あまりにもあっけなく、同行者の二人は見つかった。
『次元タクシー』とかいう存在がこの世界に来た者を一か所に集めているのが一番の理由なのだろう。
 |
ユイ 「……う~ん。」 |
イバラシティに留学する前に、両親から聞かされていた話があった。
[ この世にはアンジニティという分割世界がある ]
見渡す限り資源の乏しい不毛の大地
貧した世界に法や秩序は存在せず
日々力により物資を奪い合っている
住民は外の世界から追放された流民であり
一部の例外を除いてその世界から脱出することはできない
 |
ユイ 「アリジゴクみたいな世界ね、アンジニティ。」 |
入ることは容易でも、特殊な方法を用いない限りは出ることが難しい。
その特殊な方法の一つが、このワールドスワップなのだろう。
アリジゴクにいる蟻を取り出して別の巣の蟻を入れるようなものだろうか。
その方法に対する倫理観は置いておくとして、脱出への執念は称賛に値する。
 |
ユイ 「ともあれ、そんなことをされたら困るよね。」 |
実のところ、イバラシティに来てから日の浅いユイ達にとってはスワップが実現したところでそこまで困る事ではない。
もっとも、自分たちがアンジニティに幽閉されることがなければの話だが。
直接巻き込まれてしまった以上、正当防衛という形で肩入れするほかないだろう。
 |
ユイ 「っ……!」 |
ここで、この地に訪れてから1時間が経過した。
クリスマスが過ぎて年が明けたこと。
イバラシティでかなりの日数が経過したこと。
そこでも自分を含めてイバラシティでも何事もなかったように住民が日常生活を送っていること。
その現実に鳥肌が立つと同時に、スワップ争いに巻き込まれたことを幸運に感じ取るのだった。
仮にこの地に召喚されていなかったら、自分が存ぜぬところで命運を決められた上にある日突然アンジニティに幽閉されるのかもしれないのだ。
イバラシティの皆さん初めまして、敗北おめでとう!
そしてごきげんよう!ようこそアンジニティへ!
そんな未来も起こりうるかもしれない。
しかしながら、実のところ両親の話ではレオン様のご両親……つまりは王と王妃もアンジニティに関連していたと聞いている。
関連した上で生還、もしくは脱出している。
ということは何らかの例外事例に引っかかったのだろう。
思っている以上に抜け穴や脱出経路自体はあるのかもしれないが、それを万人が行使できるかといえば無理なのだろう。
 |
ユイ 「うちの両親も、きっとアンジニティくらいはなんとかできるとは思うのだけど。」 |
何かと自然の理から外れた行動をしてきたという話は何度か耳にしている。
死から体を再構築して現世に舞い戻ったり、時間の流れを捻じ曲げたり、別の空間に転移したり。

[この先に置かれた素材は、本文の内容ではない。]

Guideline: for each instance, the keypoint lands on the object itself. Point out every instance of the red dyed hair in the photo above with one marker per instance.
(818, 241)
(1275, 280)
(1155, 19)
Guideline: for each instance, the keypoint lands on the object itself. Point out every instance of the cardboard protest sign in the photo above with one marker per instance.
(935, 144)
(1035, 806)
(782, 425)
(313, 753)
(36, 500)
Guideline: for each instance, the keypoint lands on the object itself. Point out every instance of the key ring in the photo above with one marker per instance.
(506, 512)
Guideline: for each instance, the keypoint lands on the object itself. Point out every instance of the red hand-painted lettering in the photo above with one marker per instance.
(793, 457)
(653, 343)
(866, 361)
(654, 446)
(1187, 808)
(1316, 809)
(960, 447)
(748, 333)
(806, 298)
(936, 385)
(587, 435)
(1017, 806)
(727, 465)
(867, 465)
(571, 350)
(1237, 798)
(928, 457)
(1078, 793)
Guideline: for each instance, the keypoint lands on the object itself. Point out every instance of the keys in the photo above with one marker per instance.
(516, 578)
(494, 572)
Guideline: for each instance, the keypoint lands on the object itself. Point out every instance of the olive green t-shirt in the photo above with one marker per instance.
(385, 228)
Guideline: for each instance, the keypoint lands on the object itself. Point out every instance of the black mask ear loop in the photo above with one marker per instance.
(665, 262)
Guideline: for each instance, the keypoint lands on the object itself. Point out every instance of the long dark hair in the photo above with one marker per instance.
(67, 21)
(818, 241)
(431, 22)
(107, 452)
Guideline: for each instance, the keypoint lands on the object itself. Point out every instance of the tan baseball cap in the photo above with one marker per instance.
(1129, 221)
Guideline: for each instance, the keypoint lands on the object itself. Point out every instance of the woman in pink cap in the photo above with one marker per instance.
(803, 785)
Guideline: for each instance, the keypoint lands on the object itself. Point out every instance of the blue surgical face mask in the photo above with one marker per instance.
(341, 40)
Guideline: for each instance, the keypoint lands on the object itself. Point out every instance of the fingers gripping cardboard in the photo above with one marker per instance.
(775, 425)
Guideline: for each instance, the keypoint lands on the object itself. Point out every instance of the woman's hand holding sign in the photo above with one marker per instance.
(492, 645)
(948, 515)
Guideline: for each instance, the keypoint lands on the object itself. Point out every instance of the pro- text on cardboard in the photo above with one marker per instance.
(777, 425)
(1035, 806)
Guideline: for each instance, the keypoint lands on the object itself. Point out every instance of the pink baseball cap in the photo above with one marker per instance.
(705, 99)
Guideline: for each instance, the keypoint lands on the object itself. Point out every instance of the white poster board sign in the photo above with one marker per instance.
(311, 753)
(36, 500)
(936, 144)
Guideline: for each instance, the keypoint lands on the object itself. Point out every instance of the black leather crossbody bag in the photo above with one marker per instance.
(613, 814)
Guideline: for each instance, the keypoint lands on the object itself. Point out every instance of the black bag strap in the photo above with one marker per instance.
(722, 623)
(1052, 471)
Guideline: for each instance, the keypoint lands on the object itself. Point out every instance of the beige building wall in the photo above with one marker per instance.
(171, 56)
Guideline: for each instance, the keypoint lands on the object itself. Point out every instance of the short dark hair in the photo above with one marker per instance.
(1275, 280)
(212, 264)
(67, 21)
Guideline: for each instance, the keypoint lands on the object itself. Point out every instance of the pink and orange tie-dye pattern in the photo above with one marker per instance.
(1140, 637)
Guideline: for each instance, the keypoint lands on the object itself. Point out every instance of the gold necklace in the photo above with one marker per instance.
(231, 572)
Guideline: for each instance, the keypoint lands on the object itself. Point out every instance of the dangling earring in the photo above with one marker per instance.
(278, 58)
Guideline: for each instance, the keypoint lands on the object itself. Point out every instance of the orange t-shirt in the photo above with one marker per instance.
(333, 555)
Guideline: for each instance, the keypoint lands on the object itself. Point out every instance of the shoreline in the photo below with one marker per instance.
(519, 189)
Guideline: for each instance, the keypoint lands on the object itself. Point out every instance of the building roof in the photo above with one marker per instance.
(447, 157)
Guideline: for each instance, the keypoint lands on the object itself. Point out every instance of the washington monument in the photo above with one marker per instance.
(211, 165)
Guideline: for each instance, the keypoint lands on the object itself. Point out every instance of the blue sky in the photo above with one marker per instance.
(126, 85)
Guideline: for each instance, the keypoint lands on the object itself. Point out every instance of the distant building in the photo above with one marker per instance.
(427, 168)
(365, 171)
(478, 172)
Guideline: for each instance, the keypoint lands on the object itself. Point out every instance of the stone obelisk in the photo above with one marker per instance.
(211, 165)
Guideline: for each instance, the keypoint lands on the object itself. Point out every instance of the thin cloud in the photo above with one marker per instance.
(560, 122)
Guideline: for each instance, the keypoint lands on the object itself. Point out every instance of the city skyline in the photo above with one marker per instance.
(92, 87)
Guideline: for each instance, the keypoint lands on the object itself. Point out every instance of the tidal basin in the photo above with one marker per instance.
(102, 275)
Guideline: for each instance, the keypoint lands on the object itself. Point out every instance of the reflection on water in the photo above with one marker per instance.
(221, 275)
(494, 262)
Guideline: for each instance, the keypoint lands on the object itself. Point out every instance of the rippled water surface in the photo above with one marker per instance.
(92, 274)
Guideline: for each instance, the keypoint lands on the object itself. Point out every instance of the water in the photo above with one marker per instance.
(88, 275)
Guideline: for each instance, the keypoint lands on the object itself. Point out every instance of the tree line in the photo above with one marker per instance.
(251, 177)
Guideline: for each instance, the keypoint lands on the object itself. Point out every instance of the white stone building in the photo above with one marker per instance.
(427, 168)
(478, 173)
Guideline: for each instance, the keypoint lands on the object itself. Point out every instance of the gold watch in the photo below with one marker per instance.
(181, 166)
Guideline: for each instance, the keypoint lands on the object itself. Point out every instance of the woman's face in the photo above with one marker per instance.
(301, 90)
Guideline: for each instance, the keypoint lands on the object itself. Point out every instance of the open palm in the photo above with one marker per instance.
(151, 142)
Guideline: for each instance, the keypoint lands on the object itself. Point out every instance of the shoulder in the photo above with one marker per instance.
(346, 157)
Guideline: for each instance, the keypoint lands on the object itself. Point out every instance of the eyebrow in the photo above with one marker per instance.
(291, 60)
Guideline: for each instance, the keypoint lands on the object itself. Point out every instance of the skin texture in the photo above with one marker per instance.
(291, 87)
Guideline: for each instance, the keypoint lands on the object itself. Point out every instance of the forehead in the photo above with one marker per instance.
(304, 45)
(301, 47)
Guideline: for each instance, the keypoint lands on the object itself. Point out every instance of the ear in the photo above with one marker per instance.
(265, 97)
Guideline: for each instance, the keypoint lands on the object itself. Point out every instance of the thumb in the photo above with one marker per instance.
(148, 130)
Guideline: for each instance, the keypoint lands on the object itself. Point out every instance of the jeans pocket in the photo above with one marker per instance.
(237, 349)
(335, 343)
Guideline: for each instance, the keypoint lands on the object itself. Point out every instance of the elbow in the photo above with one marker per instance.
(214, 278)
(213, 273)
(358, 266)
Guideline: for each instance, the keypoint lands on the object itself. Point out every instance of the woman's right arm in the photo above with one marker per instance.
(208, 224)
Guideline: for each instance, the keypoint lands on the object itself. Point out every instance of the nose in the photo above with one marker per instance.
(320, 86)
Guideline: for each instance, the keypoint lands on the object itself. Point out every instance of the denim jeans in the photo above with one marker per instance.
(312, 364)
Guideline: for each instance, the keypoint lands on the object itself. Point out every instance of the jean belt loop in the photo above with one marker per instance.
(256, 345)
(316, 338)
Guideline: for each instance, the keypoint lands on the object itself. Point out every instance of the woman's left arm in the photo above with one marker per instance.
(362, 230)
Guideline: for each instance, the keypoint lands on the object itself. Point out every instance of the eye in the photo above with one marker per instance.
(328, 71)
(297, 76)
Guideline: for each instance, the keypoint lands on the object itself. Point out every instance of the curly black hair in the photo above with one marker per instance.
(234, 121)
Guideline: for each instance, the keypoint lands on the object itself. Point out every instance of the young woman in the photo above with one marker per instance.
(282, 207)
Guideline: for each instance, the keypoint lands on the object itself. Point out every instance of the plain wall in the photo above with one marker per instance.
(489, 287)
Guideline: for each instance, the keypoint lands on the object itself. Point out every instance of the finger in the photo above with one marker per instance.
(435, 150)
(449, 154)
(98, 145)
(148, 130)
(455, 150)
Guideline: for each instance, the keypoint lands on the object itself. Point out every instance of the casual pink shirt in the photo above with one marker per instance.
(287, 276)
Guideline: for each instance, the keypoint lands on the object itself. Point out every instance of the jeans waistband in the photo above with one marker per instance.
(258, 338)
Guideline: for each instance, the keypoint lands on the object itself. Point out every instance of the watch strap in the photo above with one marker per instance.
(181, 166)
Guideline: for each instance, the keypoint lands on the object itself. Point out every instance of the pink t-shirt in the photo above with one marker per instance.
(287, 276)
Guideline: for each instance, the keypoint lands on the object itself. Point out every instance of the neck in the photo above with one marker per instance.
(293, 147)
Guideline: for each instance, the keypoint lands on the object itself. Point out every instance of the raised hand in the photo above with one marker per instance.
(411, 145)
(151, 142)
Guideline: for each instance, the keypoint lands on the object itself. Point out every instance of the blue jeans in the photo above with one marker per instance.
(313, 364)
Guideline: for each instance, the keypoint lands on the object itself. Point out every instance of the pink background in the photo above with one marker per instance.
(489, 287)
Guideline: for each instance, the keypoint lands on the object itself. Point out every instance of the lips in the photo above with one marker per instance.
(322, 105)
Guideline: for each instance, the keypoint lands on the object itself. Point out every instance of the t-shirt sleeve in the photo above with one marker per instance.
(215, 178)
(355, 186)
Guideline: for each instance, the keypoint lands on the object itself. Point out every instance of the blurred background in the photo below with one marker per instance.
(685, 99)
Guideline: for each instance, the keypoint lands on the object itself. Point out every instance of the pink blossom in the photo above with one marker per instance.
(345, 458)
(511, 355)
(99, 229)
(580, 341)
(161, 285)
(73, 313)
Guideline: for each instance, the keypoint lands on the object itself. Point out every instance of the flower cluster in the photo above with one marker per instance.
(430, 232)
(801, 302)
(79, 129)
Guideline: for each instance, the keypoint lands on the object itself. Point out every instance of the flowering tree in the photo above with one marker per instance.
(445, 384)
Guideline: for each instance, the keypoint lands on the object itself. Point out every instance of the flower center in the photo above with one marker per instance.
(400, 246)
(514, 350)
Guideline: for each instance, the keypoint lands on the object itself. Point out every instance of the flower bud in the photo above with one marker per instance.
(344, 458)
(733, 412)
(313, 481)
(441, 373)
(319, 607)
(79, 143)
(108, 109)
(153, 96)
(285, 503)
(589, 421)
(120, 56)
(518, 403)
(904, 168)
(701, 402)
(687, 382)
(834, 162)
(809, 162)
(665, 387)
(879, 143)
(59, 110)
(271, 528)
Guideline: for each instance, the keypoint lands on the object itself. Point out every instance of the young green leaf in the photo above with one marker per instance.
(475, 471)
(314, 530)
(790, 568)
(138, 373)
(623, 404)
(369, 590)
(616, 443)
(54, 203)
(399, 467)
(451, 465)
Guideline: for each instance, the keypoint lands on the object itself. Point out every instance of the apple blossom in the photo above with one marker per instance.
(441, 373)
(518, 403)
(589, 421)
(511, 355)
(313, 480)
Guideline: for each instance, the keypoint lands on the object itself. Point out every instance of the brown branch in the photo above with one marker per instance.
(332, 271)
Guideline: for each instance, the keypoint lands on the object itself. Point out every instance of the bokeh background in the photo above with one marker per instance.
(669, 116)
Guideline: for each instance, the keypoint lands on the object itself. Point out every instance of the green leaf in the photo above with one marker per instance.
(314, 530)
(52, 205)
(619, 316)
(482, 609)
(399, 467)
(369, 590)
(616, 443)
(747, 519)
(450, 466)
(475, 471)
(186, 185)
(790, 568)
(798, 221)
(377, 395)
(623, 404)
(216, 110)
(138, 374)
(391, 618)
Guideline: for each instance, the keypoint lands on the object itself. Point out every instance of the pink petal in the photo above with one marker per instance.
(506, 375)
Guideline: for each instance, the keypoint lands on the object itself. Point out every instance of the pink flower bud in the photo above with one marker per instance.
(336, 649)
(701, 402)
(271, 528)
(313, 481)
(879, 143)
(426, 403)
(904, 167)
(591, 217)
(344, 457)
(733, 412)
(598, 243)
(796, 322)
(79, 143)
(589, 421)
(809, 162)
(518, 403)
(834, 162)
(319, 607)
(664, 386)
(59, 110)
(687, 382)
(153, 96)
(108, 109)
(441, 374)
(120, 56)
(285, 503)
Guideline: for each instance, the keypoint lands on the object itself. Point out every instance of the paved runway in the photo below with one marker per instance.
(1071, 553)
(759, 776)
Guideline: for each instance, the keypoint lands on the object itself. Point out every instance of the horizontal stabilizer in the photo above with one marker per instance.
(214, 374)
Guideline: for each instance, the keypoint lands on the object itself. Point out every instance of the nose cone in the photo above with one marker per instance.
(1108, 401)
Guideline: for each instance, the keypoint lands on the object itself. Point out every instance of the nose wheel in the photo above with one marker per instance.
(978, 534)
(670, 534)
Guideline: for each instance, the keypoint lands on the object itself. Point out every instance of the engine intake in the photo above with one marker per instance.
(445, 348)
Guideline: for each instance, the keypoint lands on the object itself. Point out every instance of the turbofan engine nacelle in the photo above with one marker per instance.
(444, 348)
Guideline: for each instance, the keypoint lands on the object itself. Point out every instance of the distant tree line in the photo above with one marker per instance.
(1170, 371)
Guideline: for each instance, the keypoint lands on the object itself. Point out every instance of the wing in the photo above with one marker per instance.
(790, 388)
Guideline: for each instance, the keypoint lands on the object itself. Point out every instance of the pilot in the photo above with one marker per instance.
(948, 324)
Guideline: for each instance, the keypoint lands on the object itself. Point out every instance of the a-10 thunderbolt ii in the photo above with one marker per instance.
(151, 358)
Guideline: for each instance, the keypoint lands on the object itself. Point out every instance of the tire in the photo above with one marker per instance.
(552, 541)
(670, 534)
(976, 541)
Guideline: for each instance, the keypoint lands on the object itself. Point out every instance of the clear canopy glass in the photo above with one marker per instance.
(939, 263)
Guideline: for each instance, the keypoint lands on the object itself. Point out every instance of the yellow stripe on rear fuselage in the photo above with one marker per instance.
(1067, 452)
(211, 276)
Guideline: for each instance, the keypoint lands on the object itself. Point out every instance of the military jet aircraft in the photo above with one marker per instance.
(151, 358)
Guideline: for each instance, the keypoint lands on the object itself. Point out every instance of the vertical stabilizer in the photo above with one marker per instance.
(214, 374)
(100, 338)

それでも、その『反則』の手が届くのは基本的には身内などの手が届く範囲。
世界を救うだとかは直接その世界に乗り込んで、その世界の理に則って原因を根絶・対処しなければならない。
反則はやってることと言えば、スマホのゲームで敗北しそうになったので端末を破壊した、というものが近い。
なんとか本人は無事に現実に戻ることはできても、その世界の事情は何も解決していないのだ。
それだけ一個人の能力で安易に干渉できないくらいには世界というものは強い力を持っている。
事実、過去にイバラシティに干渉しようとして失敗した存在がいたという話だ。
榊という名前だっただろうか?
彼もまた反則的な力を持っていたようだが、世界が自己を維持しようとする力には勝てなかったようだ。
 |
ユイ 「せっかくイバラシティという世界にも馴染んできたんだもの、私達が頑張らなきゃね。」 |
レオンとレアとの日常を守るためにも、眼前に迫るアンジニティの住民に勝たねばならない。
だが、アンジニティの住民もまた衣食住と安寧を求めた正義の戦いであることを思い知らされるのだった。